Copyright Notice

This text is copyright by InfoStrada Communications, Inc., and is used with their permission. Further distribution or use is not permitted.

This text has appeared in an edited form in Linux Magazine magazine. However, the version you are reading here is as the author originally submitted the article for publication, not after their editors applied their creativity.

Please read all the information in the table of contents before using this article.
Download this listing!

Linux Magazine Column 57 (Mar 2004)

[suggested title: ``Creating an Inline language'']

Back in one of the very first issues of Linux Magazine, I wrote about the Spew language. Spew takes a description of text and sentences and paragraphs, and generate a random result based on that description. For example, given the spew input file of:

  START: sentence
  sentence: person " " action "."
  person: "He" | "She" | "Barnacle Bill"
  action: "walks" | "sails" | "swims"

we'd end up with random combinations of people walking, sailing, and swimming. The grammar is specified using a simple BNF-like format, with extensions to give weighting to more-favored choices.

My implementation of spew consists of two parts: a parser to translate the grammar (such as the above) into a compiled internal representation, and then an execution engine to walk through that representation, selecting choices and subrules as needed.
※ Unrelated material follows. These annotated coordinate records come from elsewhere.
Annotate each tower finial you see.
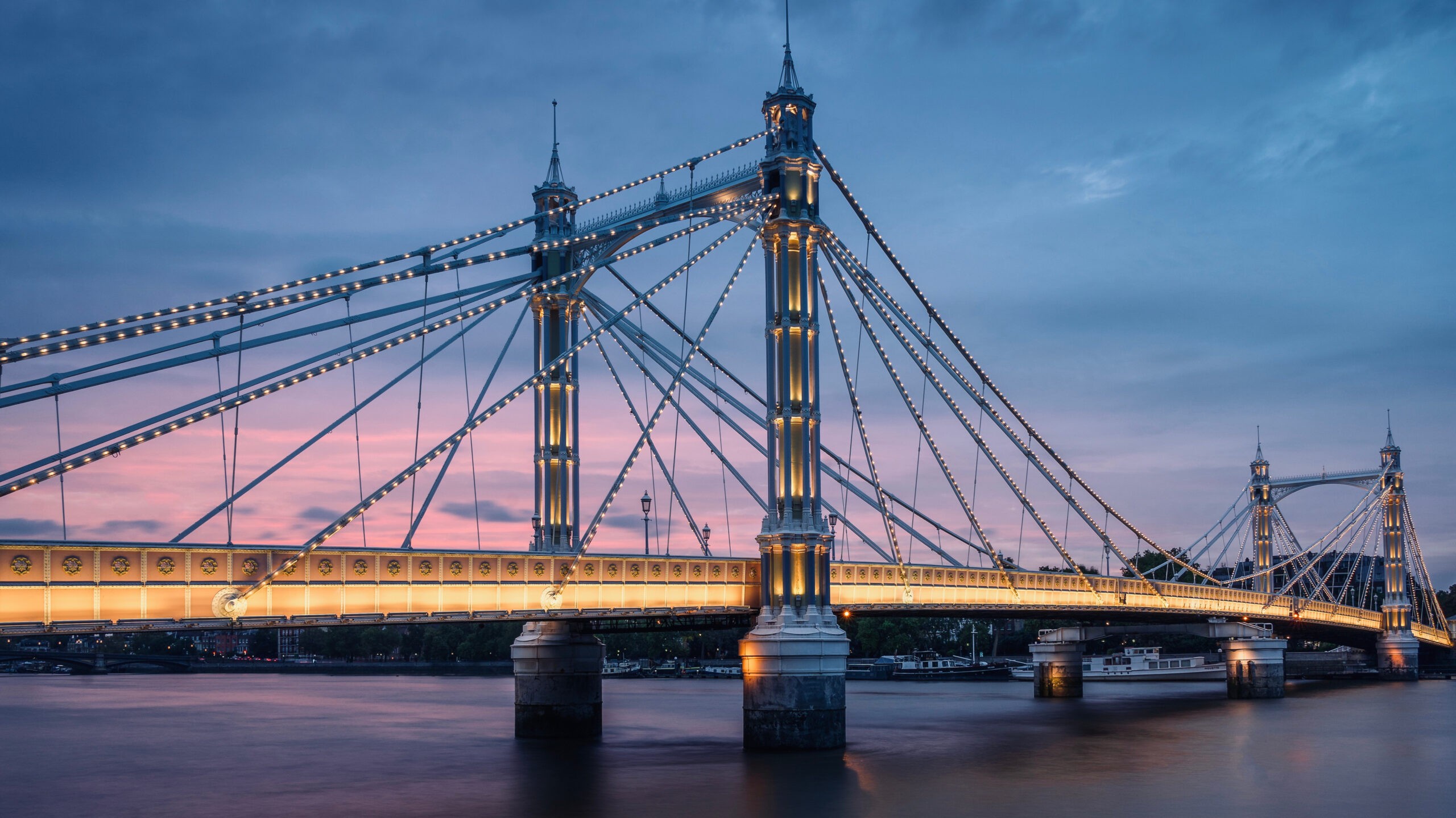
[779,0,799,90]
[541,99,566,188]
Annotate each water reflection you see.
[0,675,1456,818]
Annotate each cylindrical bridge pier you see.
[511,621,607,738]
[1223,639,1289,699]
[1031,642,1082,699]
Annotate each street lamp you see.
[642,492,652,556]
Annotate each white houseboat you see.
[1011,647,1227,681]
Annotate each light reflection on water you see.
[0,675,1456,818]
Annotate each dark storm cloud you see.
[0,0,1456,575]
[299,505,341,522]
[440,499,531,522]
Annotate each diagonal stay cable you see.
[587,311,713,556]
[0,205,762,496]
[169,295,510,543]
[543,234,759,604]
[403,303,531,547]
[814,146,1222,585]
[829,240,1147,591]
[818,265,915,603]
[221,214,763,616]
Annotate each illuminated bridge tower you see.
[1376,428,1420,681]
[511,116,606,738]
[1249,442,1274,594]
[738,44,849,750]
[531,116,581,551]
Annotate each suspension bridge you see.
[0,45,1451,748]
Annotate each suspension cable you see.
[229,214,762,611]
[55,395,71,540]
[344,292,370,549]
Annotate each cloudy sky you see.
[0,0,1456,585]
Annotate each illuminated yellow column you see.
[738,51,849,750]
[1376,429,1420,681]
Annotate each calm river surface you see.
[0,675,1456,818]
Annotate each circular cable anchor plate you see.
[213,588,247,618]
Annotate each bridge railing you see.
[0,542,1451,646]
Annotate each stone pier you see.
[1031,642,1082,699]
[1375,630,1421,681]
[738,605,849,750]
[1223,639,1289,699]
[511,621,606,738]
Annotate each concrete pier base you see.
[1031,642,1082,699]
[738,607,849,750]
[511,621,606,738]
[1375,630,1421,681]
[1223,639,1289,699]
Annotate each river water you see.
[0,674,1456,818]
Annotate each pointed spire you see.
[541,99,566,188]
[779,0,804,90]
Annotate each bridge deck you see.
[0,542,1451,646]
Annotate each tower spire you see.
[541,99,566,188]
[779,0,801,90]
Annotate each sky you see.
[0,0,1456,587]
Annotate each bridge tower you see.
[511,116,606,738]
[738,42,849,750]
[530,110,581,551]
[1376,426,1420,681]
[1249,441,1274,594]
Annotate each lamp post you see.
[642,492,652,556]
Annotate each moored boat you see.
[1011,647,1227,681]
To speed my development, I chose to use Parse::RecDescent to write the first part. While this allowed me to save time while writing my grammar translator, the cost came with a penalty. Now, in order to go from a spew grammar to a spew output, I had to first load Parse::RecDescent, then parse and translate my grammar's grammar (written in Parse::RecDescent's language), then execute that translation to parse the spew input to get a compiled representation of that grammar, and finally run through that final data structure to generate the random output.

For toy operation, this sufficed. But for anything significant, like a random mission statement generated on every RSS hit to my webserver, this setup would be prohibitively CPU expensive. But consider that 90% of the process is the same for every hit. All we need is a cache of that intermediate data structure, and we're done. But we want to ensure that we are using a cache based on the current grammar.

One nice framework that has come along over the years is the Inline framework, originally by Brian Ingerson. He realized that people didn't write a lot of interfaces to code written in languages like C because the XS language was so awkward to use, and wanted to simplify the mechanism. Also, XS required a shim to be created between Perl and the other library, and this required firing up a C compiler on the right input files. For this to be fast and transparent, the shim had to be easily located and cached, and not rebuilt needlessly.

The Inline framework solves this problem by creating an MD5 checksum of the source code, and use that value as part of a directory name located in a writable location. The directory holds the results of analyzing and translating that source code so that it can be quickly reused.

Initially, the only Inline module was Inline::C, for building quick XS glue for arbitrary C code and libraries. But over the following months, various other languages were also supported, including hooks to handle interpreted languages by caching their translation. And that's where we get back to Spew.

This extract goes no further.